Uma cena da fábrica de calçados esportivos On em Zurique.

Allemann diz que a fabricação local é atrativa porque tem “uma enorme vantagem do ponto de vista da sustentabilidade, porque não é preciso enviar sapatos para todo o mundo, mas também do ponto de vista da agilidade para o mercado – você pode produzir muito mais rápido, de acordo com o que as pessoas querem”.

Ele diz que os calçados LightSpray têm uma pegada de CO2 75% menor do que um calçado esportivo comum, o que atende ao objetivo da On de criar kits mais sustentáveis ​​e recicláveis.

A expansão do varejo também é uma grande parte da história. A última inauguração em Londres fará da capital do Reino Unido o seu maior centro comercial, com planos para até sete no futuro. Faz agora parte de um portfólio global de 60 pontos de venda, com planos para mais 25 por ano, apesar do aumento das vendas online.

“Sentimos que ainda há muito potencial no retalho, se for bem feito. Os centros das cidades ainda são um local muito importante para a sociedade e as compras e o desporto são um ingrediente importante para isso.”

A cantora e compositora inglesa FKA twigs fez parceria com a On.
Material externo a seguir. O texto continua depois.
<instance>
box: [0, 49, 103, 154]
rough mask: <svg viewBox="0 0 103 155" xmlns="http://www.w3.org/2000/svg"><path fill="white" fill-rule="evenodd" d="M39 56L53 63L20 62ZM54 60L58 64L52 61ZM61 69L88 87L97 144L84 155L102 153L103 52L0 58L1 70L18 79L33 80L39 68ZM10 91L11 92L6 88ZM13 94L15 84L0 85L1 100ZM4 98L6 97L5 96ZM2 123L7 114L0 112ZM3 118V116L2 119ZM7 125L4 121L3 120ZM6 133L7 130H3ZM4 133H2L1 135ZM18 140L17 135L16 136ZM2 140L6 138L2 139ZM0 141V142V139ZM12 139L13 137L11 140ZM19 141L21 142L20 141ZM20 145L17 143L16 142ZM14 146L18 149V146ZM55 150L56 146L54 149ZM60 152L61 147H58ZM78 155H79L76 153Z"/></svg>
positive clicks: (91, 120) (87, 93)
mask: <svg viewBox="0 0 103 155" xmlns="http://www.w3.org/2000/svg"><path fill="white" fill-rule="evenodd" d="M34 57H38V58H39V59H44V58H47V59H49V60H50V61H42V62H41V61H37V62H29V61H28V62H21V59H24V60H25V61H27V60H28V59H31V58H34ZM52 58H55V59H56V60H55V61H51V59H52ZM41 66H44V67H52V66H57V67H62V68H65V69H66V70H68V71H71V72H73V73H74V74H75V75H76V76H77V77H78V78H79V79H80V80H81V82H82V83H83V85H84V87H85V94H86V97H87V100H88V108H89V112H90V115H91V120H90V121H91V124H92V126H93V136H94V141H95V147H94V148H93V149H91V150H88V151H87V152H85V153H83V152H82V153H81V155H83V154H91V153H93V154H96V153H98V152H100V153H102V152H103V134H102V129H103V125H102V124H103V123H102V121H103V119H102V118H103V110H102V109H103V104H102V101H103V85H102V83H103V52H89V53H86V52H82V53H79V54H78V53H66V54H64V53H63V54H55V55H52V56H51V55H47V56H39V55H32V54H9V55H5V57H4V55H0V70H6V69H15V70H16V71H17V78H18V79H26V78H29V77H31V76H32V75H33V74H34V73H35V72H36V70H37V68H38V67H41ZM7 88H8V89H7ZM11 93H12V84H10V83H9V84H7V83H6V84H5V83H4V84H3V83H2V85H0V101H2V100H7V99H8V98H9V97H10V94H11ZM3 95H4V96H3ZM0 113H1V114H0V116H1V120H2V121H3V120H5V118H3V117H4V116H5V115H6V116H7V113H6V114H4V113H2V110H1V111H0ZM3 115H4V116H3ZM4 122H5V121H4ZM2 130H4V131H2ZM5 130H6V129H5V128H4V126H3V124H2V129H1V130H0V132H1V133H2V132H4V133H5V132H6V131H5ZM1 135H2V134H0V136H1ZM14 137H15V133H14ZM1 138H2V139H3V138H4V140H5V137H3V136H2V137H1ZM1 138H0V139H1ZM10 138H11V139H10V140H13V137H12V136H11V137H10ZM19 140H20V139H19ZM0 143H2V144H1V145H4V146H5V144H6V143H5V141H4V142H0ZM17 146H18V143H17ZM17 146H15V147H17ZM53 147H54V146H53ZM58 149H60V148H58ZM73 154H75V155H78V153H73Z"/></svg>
Ilustração: Ligado

Com pessoas no final da adolescência, entre 20 e 30 anos, interessadas em desporto, especialmente treino e corrida, Allemann diz que as lojas “não são apenas lojas, mas também centros comunitários onde começam os clubes de corrida”.
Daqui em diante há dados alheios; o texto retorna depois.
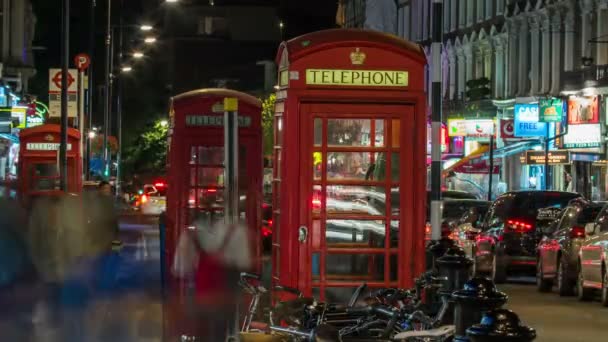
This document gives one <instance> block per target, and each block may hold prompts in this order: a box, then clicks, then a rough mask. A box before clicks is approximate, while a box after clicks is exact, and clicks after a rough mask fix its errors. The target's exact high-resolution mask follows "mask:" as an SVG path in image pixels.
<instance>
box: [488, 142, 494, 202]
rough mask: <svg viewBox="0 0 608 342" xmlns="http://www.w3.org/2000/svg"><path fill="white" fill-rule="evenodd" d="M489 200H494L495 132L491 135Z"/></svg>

Ele acredita que a On continuará a se expandir porque a participação no esporte aproxima as pessoas de uma forma que o mundo online não consegue.

“Correr e praticar esportes são uma parte tão importante da sua vida que vemos que os consumidores estão dispostos a investir em ótimo desempenho, inovação e melhor sensação, mas também em ótimo design e no que isso nos diz sobre eles.”